CON Marnane’s visit to Italy in 2012 to attend the SGA September Selected Sale was to yield an unintended consequence, but a highly pleasurable one.

His purchases at the sale included a daughter of Red Rocks (Galileo), a half-sister at the time to two winners, the better of the pair being Dandy Boy (Danetime) who was runner-up to Beethoven in the Group 3 Desmond Stakes at Leopardstown and a six-time winner in Ireland and the UAE. Dandy Boy had been bought by Marnane as a yearling too and was trained by his brother David for Malih Al Basti.

Red Rocks won the 2006 Grade 1 Breeders’ Cup Turf and died last September at the age of 15. He had just completed his fourth season at Calumet Farm in Lexington at a fee of $10,000. He went to stud at Centro Equino Arcadia in Italy for the 2010 breeding season, and shuttled to Chile for two seasons.

Red Rocks started his career in Europe with Brian Meehan. At three he ran second in the Group 1 Grand Prix de Paris at Longchamp, before shipping to Churchill Downs for the 2006 Breeders’ Cup Turf. He won by a half-length from Better Talk Now in the silks of J. Paul Reddam. He later clocked up many air miles, running in the USA, England, Ireland, Hong Kong, and the UAE. He added a further Grade 1 success when he beat Curlin to win the Man O’War Stakes. He went to stud with six wins in 24 starts for earnings of $2,903,382.

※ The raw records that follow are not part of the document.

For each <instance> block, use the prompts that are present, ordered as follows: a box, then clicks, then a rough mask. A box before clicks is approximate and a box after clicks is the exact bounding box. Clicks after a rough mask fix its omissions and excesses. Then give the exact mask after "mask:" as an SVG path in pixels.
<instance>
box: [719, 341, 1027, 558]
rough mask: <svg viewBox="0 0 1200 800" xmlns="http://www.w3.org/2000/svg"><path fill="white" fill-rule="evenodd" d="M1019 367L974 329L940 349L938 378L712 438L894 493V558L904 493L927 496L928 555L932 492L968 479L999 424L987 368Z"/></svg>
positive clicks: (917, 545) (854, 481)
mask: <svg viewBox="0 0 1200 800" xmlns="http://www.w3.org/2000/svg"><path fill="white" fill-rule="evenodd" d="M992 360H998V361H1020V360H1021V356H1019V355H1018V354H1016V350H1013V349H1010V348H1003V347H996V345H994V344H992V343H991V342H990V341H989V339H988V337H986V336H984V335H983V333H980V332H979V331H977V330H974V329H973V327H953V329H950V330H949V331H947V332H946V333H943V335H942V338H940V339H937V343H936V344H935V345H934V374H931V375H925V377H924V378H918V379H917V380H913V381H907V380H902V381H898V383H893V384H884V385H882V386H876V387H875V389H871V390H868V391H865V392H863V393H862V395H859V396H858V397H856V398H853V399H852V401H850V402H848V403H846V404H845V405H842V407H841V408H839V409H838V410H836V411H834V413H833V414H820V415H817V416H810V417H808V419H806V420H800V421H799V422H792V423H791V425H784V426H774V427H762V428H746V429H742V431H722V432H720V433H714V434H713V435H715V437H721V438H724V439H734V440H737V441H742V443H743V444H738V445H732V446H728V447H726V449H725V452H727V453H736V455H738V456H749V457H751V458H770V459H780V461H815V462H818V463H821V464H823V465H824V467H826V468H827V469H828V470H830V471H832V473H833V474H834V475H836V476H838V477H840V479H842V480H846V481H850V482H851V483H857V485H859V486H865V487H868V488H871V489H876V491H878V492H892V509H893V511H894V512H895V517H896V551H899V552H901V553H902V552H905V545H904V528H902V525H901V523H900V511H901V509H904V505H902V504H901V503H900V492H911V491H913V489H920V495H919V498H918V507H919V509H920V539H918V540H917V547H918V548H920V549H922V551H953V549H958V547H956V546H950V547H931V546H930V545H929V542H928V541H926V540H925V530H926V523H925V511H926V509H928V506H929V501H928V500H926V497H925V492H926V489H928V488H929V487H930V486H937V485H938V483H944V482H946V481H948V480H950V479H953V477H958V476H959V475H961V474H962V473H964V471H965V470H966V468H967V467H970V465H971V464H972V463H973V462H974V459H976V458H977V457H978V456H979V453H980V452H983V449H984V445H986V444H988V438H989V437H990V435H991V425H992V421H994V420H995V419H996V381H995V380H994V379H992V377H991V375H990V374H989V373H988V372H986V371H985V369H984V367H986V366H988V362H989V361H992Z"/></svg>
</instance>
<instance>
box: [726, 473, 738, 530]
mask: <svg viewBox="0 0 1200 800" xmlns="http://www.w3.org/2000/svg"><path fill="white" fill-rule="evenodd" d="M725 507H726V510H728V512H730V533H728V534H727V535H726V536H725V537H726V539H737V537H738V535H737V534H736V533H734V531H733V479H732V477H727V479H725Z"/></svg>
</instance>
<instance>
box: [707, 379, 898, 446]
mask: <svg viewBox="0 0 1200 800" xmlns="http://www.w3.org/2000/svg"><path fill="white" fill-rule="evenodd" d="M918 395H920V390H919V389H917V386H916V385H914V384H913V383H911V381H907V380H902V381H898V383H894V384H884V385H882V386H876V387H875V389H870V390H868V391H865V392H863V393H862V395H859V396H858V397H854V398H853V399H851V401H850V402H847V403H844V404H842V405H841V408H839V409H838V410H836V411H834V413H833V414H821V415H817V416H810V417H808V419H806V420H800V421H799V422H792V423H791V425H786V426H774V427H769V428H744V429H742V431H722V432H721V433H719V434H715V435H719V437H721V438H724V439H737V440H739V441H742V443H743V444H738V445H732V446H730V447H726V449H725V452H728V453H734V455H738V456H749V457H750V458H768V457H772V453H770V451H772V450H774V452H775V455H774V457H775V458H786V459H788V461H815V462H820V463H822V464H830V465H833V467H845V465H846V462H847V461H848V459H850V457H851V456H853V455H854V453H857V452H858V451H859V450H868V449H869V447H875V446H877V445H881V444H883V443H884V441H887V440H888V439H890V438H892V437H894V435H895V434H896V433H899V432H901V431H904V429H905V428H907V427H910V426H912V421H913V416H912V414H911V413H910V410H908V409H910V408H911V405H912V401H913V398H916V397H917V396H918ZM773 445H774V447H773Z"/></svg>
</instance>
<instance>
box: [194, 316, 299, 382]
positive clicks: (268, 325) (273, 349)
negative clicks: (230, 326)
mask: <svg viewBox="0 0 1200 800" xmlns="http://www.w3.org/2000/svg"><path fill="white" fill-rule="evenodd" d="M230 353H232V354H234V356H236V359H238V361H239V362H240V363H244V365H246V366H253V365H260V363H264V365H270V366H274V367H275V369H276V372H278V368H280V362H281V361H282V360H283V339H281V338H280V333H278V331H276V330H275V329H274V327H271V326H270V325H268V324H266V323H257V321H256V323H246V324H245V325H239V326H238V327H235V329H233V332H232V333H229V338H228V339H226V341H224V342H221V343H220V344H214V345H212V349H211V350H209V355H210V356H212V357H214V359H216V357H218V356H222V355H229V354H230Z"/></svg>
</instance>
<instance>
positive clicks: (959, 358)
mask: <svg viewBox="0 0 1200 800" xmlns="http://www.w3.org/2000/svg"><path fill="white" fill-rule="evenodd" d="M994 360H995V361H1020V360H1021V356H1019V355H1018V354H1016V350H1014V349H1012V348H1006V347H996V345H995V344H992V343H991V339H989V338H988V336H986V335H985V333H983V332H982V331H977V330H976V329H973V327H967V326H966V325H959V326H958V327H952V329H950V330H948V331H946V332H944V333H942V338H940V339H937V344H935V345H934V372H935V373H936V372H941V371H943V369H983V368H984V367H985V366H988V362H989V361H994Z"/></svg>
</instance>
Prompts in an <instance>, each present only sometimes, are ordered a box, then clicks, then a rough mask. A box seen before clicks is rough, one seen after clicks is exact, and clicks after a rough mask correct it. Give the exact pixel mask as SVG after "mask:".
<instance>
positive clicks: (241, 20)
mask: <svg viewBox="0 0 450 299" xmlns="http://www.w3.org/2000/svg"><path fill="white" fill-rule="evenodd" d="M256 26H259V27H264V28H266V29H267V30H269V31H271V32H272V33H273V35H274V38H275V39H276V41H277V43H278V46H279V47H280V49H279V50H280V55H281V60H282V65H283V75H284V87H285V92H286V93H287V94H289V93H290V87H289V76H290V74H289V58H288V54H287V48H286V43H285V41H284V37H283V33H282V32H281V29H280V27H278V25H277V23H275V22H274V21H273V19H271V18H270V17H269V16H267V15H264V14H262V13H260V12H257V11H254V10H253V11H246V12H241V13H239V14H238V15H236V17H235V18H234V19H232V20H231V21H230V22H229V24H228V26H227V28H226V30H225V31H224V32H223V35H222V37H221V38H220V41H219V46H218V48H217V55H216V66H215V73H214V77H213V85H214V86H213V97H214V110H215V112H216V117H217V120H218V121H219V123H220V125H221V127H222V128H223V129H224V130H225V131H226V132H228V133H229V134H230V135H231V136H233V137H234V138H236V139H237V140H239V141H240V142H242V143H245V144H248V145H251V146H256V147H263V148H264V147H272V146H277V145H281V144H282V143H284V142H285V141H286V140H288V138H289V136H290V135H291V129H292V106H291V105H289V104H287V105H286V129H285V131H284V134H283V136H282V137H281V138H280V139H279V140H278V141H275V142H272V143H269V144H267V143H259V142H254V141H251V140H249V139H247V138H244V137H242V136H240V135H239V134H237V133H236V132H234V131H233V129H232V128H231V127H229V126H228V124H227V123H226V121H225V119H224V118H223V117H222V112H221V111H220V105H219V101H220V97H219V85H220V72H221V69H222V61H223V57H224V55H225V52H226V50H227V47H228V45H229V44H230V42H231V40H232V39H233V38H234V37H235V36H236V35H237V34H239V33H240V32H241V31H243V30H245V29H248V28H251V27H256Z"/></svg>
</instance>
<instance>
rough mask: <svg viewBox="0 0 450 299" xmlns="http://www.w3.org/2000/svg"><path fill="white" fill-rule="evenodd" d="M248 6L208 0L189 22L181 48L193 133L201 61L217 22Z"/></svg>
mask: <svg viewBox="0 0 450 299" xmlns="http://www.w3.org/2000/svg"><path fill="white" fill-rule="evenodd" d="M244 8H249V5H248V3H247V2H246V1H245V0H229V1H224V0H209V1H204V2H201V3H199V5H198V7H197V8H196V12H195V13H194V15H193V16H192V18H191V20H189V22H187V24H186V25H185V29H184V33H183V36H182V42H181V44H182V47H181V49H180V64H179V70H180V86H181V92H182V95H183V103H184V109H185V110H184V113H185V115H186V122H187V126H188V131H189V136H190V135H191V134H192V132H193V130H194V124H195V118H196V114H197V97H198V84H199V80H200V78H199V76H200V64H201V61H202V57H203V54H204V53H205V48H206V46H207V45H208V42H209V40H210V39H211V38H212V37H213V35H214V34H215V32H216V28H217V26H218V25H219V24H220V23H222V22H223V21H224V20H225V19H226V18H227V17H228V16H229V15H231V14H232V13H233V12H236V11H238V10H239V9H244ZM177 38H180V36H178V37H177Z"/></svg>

The filly Con Marnane bought was from his first crop, but when she was reoffered at the 2013 Tattersalls Craven Breeze-Up Sale she failed to realise her consignor’s ambition and was retained at 35,000gns. Named Folegandros Island (a small Greek island in the Aegean Sea that, together with Sikinos, Ios, Anafi and Santorini, forms the southern part of the Cyclades), she was put in training in France and placed a couple of times at three. Marnane brought the filly back to Bansha and sent her to be covered at Tally-Ho Stud by Kodiac, whose fee that year had risen to €25,000. The resulting foal, a colt, was sent to the Tattersalls December Sale where he sold for a handsome 75,000gns. The following September, as part of the Grove Stud consignment, the colt was traded at the Goffs UK Premier Yearling Sale for £260,000, the second highest price of the week.

The buyer was listed as the Hong Kong Jockey Club, but the colt reappeared the following spring at the Tattersalls Craven Breeze Up Sale from Church Farm and Horse Park Stud, selling to SackvilleDonald for 420,000gns on behalf of King Power Racing. Named Fox Champion, he was sent to be trained by Richard Hannon and last weekend he won for the fourth consecutive time, landing the Group 2 Mehl-Mulhens Rennen at Cologne, the German 2000 Guineas.

Speaking of the winner, Hannon said: “He’s a very talented horse and I still don’t think we have quite gotten to the bottom of him. He doesn’t win his races impressively, he just does what is required. He was in front for a long way and did well to fight it out – I think it was a very strong race.” Next stop could be the Jersey Stakes or the St James’s Palace Stakes at Royal Ascot.